Freitag, 12. Oktober 2012

Der Fluch der Selbständigkeit

Die Schuhe. Wo sind nur wieder diese blöden Schuhe? Wo – in Gottes Namen – hat das Kind sie diesmal ausgezogen? Wir müssen los, Johann (2) zur Tagesmutter, ich habe einen dringenden Termin. An der Schaukel werde ich schließlich fündig. Wo denn auch sonst. Haben wahrscheinlich beim Klettern gestört...

Wenn man auf Johann aufpasst, drängt sich früher oder später unweigerlich der Vergleich mit dem Sack Flöhe auf. Schneller als man gucken kann, ist er in den Garten entwischt. Und sitzt im Schlafanzug mitten in der Sandkiste. Oder steht auf der Straße, weil die Haustür nicht abgeschlossen war. 

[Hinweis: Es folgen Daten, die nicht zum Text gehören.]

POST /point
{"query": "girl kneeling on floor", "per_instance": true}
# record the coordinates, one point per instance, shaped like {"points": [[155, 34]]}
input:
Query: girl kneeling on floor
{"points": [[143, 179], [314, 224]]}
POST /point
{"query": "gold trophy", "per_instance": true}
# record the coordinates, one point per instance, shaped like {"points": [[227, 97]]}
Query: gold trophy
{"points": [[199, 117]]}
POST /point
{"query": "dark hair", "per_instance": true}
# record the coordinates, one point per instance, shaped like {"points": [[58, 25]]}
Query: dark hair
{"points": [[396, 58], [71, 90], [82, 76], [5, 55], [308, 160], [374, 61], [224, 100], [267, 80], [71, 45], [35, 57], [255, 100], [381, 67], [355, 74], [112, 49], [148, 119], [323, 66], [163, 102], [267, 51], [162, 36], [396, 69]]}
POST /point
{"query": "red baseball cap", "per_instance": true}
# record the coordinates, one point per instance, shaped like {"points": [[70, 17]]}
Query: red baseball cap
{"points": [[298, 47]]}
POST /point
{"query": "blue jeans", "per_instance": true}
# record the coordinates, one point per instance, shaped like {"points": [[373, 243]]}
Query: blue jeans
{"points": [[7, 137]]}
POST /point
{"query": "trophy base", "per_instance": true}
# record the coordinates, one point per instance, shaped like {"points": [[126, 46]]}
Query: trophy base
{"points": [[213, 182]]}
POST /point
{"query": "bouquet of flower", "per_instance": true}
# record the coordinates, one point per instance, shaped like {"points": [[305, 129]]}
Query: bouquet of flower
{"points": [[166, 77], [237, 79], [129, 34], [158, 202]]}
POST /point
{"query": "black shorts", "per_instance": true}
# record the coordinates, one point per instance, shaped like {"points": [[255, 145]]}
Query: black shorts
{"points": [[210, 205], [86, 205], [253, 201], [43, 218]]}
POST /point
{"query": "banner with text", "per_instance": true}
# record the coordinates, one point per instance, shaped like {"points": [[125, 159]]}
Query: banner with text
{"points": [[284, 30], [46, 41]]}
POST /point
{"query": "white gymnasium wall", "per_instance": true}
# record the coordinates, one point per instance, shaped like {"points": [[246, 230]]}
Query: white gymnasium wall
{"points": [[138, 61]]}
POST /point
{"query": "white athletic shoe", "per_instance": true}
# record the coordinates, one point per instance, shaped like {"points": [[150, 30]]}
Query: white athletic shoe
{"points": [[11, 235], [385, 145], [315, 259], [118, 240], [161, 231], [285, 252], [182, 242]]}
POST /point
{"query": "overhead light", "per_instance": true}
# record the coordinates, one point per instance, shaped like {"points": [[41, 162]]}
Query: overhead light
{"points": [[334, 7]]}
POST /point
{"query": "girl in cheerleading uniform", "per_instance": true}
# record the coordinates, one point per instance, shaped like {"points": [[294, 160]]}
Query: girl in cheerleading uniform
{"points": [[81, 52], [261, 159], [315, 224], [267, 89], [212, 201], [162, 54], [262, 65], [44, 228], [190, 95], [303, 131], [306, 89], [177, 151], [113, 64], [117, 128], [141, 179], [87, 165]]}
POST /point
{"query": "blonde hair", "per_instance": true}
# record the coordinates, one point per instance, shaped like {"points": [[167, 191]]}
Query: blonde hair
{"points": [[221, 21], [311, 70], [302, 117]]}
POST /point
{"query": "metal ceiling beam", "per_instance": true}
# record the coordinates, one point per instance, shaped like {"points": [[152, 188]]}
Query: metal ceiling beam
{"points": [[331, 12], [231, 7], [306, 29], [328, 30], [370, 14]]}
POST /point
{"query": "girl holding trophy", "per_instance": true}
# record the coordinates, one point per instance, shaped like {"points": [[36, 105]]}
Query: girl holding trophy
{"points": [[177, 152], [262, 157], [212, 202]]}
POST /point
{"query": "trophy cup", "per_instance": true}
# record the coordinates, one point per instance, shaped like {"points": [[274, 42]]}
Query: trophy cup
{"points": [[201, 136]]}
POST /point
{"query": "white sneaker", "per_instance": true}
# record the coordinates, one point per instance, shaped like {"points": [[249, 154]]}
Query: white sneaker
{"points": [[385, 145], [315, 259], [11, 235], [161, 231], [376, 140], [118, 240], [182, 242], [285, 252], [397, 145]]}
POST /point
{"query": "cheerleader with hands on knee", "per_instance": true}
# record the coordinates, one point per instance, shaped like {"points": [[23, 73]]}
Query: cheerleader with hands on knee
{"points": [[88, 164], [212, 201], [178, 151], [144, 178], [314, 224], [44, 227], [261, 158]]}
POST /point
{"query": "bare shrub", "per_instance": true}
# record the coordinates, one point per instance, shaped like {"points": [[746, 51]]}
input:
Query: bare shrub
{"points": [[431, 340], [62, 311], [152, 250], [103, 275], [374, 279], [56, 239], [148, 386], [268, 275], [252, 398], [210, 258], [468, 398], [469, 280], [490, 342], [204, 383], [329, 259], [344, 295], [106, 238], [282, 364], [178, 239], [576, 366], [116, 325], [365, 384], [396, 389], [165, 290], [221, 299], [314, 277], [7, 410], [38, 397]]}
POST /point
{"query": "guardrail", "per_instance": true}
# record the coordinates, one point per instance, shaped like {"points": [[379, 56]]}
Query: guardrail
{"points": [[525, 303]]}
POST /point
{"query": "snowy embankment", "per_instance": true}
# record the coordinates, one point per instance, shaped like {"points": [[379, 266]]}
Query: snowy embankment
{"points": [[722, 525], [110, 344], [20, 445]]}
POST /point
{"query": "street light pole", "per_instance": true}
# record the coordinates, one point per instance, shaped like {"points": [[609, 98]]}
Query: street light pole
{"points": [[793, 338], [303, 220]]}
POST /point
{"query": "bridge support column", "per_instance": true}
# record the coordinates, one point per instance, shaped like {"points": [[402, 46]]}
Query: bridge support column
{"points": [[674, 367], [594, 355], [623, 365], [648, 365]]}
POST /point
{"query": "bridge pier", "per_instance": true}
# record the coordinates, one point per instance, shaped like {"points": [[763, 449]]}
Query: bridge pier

Die Selbständigkeit unseres Nachzüglers ist schon außergewöhnlich. Leider auch außergewöhnlich anstrengend. Keiner unserer Großen kam auch nur ansatzweise auf solche Ideen, wie ihr kleiner Bruder sie tagtäglich ausheckt. Dass zurzeit bei seiner Tagesmutter eine Grundsanierung stattfindet, macht das Ganze nicht einfacher. Breitbeining, mit angewinkelten Armen und einer Holzlatte in der Hand stapft er durch den Garten. Nimmt Maß, sägt, hämmert. „Ich Bauarbeiter.“ Hatte ich schon erwähnt, dass sein Sprachvermögen nicht im entferntesten an seine Motorik heranreicht?
Alles dient zum Klettern. Keine Leiter ist zu hoch, kein Baum zu steil, kein Stuhl zu wackelig – und Schubladen kann man prima herausziehen, um über diese Treppe auf die Arbeitsfläche der Küche zu gelangen. Meine Eltern haben etwas hochgelegt, damit ich nicht dran komme? Kein Problem, wozu gibt es Stühle? Oder Kisten. Diese umzudrehen, um dann draufzuklettern, wäre natürlich zu einfach. Auf dem schmalen Rand balancierend, wird das Objekt der Begierde geangelt.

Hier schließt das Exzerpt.